Transgressing the Boundaries of Embodied Habitus: Intersomatic Connoisseurship in War Game Design
Siobhan Thomas, London South Bank University

Abstract
Games have to be enacted, and they are enacted with a body. The gaming body is not just a corporeal construct but, a lived body, a soma, that has memories and experiences and emotions. Gaming is such a carnal process, so obviously somatic, that the body, paradoxically, becomes mundane. Players are ambivalent to the somatic nature of their pursuits and the body, thus, is rendered absent. This absence pervades conceptualisations of the design process. It's clear that design is a somatic mode of attention, through which the designer attends to and attends with her lived body. However, in discussions of design, the somatic aspects of the design process are largely elided. As Wilson points out it's not just "the ways we talk about design" we need to attend to, but the ways "we don't talk about design," for the omissions in our design conversations reflect habitual attitudes that affect the "games, objects, and systems" that are made. Designers who create war games, for example, eradicate, colonize and emancipate bodies, and the ways in which they do so are often problematized tropes created by habituated by body memories.

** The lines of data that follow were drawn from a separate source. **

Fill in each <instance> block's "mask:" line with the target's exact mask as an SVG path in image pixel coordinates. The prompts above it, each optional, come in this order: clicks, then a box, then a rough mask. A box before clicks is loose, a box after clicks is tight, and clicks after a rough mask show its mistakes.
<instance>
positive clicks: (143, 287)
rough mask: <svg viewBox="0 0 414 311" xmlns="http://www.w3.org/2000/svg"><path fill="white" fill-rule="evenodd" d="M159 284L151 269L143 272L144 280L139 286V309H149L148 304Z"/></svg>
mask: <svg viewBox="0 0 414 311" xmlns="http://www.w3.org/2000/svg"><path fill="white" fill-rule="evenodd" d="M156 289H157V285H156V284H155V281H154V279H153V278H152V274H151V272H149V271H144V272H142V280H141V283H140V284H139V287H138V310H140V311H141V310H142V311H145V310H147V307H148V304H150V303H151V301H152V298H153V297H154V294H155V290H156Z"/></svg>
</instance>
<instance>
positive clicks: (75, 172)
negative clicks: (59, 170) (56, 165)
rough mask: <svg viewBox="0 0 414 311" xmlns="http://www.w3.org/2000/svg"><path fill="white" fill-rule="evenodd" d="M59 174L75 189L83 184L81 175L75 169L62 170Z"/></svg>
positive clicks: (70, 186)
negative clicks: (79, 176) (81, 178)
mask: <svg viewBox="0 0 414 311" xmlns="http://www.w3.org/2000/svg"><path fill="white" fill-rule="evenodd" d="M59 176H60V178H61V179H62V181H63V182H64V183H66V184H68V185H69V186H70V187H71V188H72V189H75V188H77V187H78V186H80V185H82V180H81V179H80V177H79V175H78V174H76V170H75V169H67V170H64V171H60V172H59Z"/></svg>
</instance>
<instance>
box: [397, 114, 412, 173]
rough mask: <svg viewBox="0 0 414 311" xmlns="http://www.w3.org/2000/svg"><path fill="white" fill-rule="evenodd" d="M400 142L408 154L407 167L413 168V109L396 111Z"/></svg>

Trangressing the boundaries of bodily habitus, requires the foregrounding of not just the somatic but the intersomatic: a designer does not attend only to her body, but to her body in relation to other(s). This paper presents the results of empirical research with game designers, looking specifically at the topic of intersomatic awareness. Drawing on a series of indepth conversations with game designers about their work, I will outline core dimensions of intersomatic awareness, discuss practical body techniques for incorporating this awareness into the design process and make the case for the utility of incorporating an intersomatic framework into conversations of war game design and evaluation.